Com quanta mágoa se compõe um trago? Mais duas cachaças pernambucanas, ela pede, Engenho do Meio, vômito branco, glândulas na base do pescoço, hipertireoidismo latente, as costas ardem, feridas no céu da boca. Me pega pelo braço, piscando assopra: “sou viciada, preciso de uns tranqüilizantes, você me arruma o dinheiro?”. Dou a ela um real, tudo que tenho para loucura alheia, porque minha vergonha custa caro demais para um mendigo mais gordo do que eu. Ela aceita e me fala do mar da praia do diabo e de quanto andar sem rastro se lhe significa quando ela sempre teve a chance de fazer aquilo que pouco podia transmitir sem virar os olhos por causa da abstinência daquilo que moleques pálidos da minha idade são incapazes de compreender sem um sorriso abobalhado cheio de bico num novo e velho úmido enterrado trago de qualquer coisa que seja aquilo que não é o que você, rapaz razoavelmente educado, é capaz de pensar sem levar a mão à boca numa atitude exageradamente sincera, porque mentirosa, já que toda sinceridade inquestionável esconde uma velha dúvida eterna em meio a pedras e girassóis fosforescentes.

Sei que era gorda e feia, como eu sempre imaginei a mim mesmo, e no fim acabava imaginando os mais bonitos da mesma forma, porque meu mundo era cinza, bonito como as cinzas de uma civilização passageira ao sabor da corrosão da história – meu pai cinza, grisalha figura feita de areia rala e branca, coisa que mais gosto porque gruda na pele –, a areia muda sempre para melhor, em vários formatos de redemoinhos e dunas alexandrinas, com buracos feitos de maré, erosão das trevas, meu pai, sempre ele, minha única incompreensão de mim mesmo. E queria tanto poder orgulhá-lo (só por causa do hífen) que acabei sendo motivo raro de orgulho e escárnio para o diabo, aquele velho vagabundo que sem querer fez carreira no meio da religião católica de olhos fechados para possibilidades caóticas, e não pensem vocês que essas palavras vêm de mim agora, quem fala é a tal gorda da pele de cabra, focinho de mula manca, pedindo perdão antes de errar pela última vez, pelo que eu jamais conseguirei enxergar o tanto do pouco que existe naquilo que não se arranja em dignidade suficientemente para mentir sobre a própria vida que não se tem mais por causa da...

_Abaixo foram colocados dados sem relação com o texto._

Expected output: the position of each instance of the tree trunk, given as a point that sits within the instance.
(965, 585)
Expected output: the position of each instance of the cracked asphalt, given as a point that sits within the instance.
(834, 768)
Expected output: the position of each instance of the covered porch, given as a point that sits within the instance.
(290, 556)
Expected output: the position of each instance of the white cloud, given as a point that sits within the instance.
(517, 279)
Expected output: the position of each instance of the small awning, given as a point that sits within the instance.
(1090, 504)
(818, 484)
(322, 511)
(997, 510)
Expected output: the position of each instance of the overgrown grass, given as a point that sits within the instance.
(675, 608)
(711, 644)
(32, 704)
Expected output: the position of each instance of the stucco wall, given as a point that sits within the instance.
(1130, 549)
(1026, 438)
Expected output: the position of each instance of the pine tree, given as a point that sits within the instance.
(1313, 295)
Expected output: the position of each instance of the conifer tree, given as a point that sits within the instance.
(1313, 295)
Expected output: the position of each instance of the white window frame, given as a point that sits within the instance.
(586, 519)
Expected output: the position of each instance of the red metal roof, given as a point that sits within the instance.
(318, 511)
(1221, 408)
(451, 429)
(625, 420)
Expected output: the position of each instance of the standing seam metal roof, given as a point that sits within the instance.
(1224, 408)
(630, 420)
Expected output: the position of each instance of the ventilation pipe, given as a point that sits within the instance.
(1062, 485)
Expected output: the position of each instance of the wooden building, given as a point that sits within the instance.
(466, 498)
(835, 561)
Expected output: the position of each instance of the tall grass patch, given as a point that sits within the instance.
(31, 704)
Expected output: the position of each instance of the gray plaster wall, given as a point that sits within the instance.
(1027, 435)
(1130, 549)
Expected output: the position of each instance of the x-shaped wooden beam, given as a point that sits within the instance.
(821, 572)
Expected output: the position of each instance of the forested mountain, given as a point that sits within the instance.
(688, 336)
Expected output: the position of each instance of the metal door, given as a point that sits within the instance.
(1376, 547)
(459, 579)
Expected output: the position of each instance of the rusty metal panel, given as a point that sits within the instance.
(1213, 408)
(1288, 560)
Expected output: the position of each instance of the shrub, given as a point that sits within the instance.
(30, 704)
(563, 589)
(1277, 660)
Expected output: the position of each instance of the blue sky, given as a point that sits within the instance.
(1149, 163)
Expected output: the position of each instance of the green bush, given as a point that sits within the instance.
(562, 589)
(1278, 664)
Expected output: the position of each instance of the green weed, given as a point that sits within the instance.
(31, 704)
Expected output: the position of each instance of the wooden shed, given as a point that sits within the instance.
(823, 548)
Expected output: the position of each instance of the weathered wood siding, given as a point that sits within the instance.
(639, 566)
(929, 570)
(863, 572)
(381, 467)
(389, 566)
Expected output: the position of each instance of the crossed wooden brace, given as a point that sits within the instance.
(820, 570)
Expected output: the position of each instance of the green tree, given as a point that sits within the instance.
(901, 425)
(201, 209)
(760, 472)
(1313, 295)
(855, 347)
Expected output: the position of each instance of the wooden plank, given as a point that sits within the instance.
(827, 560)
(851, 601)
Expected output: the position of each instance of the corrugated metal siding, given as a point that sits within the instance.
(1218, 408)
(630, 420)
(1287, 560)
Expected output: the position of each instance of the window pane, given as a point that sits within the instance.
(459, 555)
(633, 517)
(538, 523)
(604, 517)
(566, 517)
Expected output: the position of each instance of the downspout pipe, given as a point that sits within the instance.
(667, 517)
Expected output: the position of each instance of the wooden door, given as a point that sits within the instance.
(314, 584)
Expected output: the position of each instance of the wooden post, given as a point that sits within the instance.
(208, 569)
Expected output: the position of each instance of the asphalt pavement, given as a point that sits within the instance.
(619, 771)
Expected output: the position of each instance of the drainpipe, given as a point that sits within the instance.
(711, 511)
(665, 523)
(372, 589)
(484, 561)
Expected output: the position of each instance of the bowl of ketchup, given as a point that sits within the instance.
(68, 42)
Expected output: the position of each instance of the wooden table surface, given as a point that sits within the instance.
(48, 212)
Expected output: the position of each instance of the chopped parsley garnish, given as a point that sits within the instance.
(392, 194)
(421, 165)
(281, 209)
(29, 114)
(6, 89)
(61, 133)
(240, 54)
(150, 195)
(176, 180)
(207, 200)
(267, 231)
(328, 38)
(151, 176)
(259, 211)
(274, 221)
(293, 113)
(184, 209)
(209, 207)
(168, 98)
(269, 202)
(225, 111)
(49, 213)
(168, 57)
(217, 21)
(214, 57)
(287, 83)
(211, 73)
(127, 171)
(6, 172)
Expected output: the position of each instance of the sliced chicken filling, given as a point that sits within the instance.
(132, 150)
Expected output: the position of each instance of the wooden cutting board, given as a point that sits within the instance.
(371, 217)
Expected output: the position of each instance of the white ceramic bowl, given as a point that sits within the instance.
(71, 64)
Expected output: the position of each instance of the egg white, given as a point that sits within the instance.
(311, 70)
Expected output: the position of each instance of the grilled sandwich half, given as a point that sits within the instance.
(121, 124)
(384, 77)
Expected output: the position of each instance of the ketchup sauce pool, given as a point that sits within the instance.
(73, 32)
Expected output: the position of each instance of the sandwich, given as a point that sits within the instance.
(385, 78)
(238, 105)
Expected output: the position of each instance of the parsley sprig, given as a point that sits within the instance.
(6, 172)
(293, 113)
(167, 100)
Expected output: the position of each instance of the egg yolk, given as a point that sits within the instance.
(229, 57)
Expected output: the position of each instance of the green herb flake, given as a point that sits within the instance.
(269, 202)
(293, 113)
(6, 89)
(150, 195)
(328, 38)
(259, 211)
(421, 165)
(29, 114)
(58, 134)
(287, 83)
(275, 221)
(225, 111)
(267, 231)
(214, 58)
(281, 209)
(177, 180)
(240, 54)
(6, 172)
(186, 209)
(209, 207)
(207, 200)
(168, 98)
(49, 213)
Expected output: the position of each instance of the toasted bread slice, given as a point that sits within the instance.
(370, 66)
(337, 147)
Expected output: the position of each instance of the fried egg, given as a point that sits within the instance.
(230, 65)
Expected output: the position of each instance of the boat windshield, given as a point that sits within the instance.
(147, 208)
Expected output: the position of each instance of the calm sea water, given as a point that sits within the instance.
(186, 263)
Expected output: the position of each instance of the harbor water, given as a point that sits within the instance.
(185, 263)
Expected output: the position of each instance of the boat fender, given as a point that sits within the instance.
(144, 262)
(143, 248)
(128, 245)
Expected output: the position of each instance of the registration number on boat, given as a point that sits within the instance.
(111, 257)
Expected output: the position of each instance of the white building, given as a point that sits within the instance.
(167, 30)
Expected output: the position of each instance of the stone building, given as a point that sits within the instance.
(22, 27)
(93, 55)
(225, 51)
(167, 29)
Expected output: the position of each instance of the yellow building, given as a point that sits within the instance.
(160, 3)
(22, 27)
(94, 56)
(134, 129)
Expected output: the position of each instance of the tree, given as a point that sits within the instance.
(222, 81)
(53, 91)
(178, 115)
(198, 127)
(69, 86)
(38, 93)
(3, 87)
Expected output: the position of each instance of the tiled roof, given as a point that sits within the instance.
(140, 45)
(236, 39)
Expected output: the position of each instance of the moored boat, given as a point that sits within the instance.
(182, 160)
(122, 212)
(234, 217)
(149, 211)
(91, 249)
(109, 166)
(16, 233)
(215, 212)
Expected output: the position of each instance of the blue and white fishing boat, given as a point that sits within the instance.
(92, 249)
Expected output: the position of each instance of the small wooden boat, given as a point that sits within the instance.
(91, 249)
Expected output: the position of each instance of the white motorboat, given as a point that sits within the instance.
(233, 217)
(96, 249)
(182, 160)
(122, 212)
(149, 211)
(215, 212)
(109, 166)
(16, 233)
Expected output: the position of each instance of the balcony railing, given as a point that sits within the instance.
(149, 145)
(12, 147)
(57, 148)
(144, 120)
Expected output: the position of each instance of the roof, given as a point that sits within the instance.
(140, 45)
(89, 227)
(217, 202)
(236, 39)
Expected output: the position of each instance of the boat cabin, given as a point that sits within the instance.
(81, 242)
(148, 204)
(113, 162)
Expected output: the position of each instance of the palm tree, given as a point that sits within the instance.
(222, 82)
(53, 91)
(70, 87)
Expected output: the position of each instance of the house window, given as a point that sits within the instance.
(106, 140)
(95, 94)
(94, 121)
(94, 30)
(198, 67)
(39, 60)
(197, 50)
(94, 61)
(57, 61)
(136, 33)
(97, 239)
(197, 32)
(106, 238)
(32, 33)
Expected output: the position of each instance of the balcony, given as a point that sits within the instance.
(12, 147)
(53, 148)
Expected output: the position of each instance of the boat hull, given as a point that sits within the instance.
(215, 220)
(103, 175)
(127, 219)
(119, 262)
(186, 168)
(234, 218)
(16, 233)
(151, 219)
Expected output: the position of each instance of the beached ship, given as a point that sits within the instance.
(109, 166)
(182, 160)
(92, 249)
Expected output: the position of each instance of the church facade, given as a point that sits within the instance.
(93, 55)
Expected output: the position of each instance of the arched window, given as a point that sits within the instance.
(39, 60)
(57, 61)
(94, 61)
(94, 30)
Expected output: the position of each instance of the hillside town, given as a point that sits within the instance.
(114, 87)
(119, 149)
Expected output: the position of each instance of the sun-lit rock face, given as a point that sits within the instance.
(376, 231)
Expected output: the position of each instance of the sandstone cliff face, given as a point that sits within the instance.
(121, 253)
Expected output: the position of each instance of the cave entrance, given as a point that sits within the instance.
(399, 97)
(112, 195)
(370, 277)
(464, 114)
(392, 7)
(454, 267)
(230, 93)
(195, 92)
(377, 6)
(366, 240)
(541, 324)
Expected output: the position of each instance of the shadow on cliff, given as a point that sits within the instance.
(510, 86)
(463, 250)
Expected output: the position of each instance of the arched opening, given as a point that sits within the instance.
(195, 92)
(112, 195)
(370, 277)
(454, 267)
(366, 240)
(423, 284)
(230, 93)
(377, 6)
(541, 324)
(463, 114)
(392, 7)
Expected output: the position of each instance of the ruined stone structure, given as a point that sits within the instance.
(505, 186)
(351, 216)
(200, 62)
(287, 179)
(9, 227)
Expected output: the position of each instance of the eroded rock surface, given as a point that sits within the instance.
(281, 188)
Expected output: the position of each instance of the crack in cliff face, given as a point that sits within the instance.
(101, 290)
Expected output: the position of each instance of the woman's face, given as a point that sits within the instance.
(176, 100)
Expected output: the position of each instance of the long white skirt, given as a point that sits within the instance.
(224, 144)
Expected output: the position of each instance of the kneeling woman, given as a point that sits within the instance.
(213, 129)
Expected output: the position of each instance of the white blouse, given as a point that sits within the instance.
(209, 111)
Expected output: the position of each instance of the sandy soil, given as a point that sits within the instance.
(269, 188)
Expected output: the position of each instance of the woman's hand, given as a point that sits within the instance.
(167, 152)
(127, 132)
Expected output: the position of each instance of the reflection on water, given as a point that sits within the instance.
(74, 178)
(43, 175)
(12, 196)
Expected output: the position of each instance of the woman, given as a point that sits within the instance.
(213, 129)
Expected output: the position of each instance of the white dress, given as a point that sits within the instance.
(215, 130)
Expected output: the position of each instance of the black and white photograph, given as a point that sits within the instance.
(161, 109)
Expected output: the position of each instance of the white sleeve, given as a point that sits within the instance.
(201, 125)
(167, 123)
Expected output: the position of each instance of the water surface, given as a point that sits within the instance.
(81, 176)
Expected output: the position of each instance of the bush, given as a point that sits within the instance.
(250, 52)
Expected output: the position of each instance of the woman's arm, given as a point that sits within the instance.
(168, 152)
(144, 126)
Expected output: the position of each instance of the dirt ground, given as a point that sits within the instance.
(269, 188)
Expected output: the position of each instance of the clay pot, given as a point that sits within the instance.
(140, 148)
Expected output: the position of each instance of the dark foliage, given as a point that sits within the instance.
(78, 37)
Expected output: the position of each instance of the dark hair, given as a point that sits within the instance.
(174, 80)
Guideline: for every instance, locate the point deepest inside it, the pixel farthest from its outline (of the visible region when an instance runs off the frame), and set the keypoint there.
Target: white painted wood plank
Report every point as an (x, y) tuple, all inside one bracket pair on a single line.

”Barbitúricos, meu bem, sabe o que são barbitúricos?”. Queria dizer que sim, que sei, que sou, que sempre fui, que viajei para Tânger, que chamei de preguiçosos os pobres argelinos do Casbah, só porque carregavam seus cordeiros imaginários, como Burroughs, como Clash. Além disso sou apenas um agente secreto de outro planeta, e o problema é que não sei porque me enviaram, me esqueci da maldita mensagem, disse Old Bull Lee para Sal Paradise, tudo na pele flácida da gorda de gânglios lunáticos, todos aqueles olhos obtusos, uns quantos cinco, girando na forma de uma chance morta num cargueiro onde conheci um velho polonês chamado Gniezno Kossubudzki, açougueiro e mercenário capataz, capaz de ficar completamente bêbado antes de molhar os lábios, só porque nasceu sem ter morrido primeiro, o que é raro e claro que eu já tinha tomado umas, assim como se faz logo antes de se pensar.

Disse à gorda que era contra barbitúricos, mas pagaria a ela um sanduíche de pão com provolone, se fosse longe a fome do nome chamado homem. Ela riu. Uma gorda viciada rindo... Lembrei da minha mãe e chorei sem conseguir rir junto com ela.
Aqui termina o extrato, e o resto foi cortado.